Buyang Huanwu Decoction regulates neural stem cell behavior in ischemic brain

Abstract

The traditional Chinese medicine Buyang Huanwu Decoction has been shown to improve the neu-rological function of patients with stroke. However, the precise mechanisms underlying its effect remain poorly understood. In this study, we established a rat model of cerebral ischemia by middle cerebral artery occlusion and intragastrically administered 5 g/kg Buyang Huanwu Decoction, once per day, for 1, 7, 14 and 28 days after cerebral ischemia. Immunohistochemical staining revealed a number of cells positive for the neural stem cell marker nestin in the cerebral cortex, the subven-tricular zone and the ipsilateral hippocampal dentate gyrus in rat models of cerebral ischemia. Buyang Huanwu Decoction significantly increased the number of cells positive for 5-bromodeoxyuridine (BrdU), a cell proliferation-related marker, microtubule-associated protein-2, a marker of neuronal differentiation, and growth-associated protein 43, a marker of synaptic plasticity in the ischemic rat cerebral regions. The number of positive cells peaked at 14 and 28 days after intragastric administration of Buyang Huanwu Decoction. These findings suggest that Buyang Huanwu Decoction can promote the proliferation and differentiation of neural stem cells and hance synaptic plasticity in ischemic rat brain tissue.

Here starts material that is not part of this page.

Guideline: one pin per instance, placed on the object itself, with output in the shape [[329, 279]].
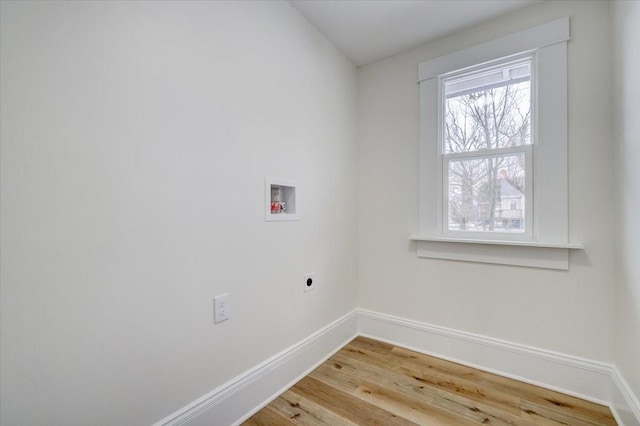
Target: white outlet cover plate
[[310, 276], [221, 308]]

Keywords: BrdU; Buyang Huanwu Decoction; cerebral cortex; cerebral ischemia; dentate gyrus; differentiation; grants-supported paper; growth-associated protein 43; microtubule-associated protein-2; nestin; neural regeneration; neural stem cells; neuroregeneration; proliferation; subventricular zone; traditional Chinese medicine.

Figure 1

Effects of Buyang Huanwu Decoction (BYHWD) on the proliferation of neural stem cells in the infarct periphery after cerebral ischemia. (A–J) Immunohistochemical staining of nestin-positive cells (red) in the middle cerebral artery occlusion (MCAO) group (cerebral cortex or subventricular zone at 1 day and hippocampus at 7 days) and MCAO + BYHWD group (cerebral cortex or subventricular zone at 1 day and hippocampus at 7 days) after cerebral ischemia (× 200; scale bars: 50 μm). (K) Quantification of nestin-positive cells in the cerebral cortex. ^aP < 0.05, vs. normal group; ^bP < 0.05, vs. MCAO group (mean ± SD; n = 6 rats in each group, Student's t-test).

Figure 2

Effects of Buyang Huanwu Decoction (BYHWD) on the quantity of newly regenerated neurons in the cerebral cortex of rats with cerebral ischemia. (A–L) Immunohistochemical staining of microtubule-associated protein-2 (MAP2)/5-bromodeoxyuridine (BrdU) double-stained cells in the subventricular zone (14 days), hippocampus (7 days) or in the cerebral cortex (7 and 14 days) after cerebral ischemia (× 400; scale bars: 25 μm). (M) Quantification of MAP2/BrdU double-stained cells. ^aP < 0.05, vs. middle cerebral artery occlusion (MCAO) group (mean ± SD; n = 6 rats in each group, Student's t-test).

Figure 3

Effects of Buyang Huanwu Decoction (BYHWD) on expression of growth associated protein-43 (GAP-43) in the cerebral cortex of rats with cerebral ischemia. (A–H) Immunohistochemical staining of GAP-43-positive cells in the cerebral cortex at 1, 7 and 14 days after cerebral ischemia in the middle cerebral artery occlusion (MCAO; C, E, G) and MCAO + BYHWD groups (D, F, H) and in the hippocampus at 14 days after cerebral ischemia in the MCAO (A) and MCAO + BYHWD groups (B) (counterstained with 3-amino-9-ethylcarbazole, × 400; scale bars: 25 μm). (I) Quantification of GAP-43-positive cell expression in the cerebral cortex. ^aP < 0.05, vs. normal group; ^bP < 0.05, vs. MCAO group (mean ± SD; n = six rats in each group per time point, Student's t-test).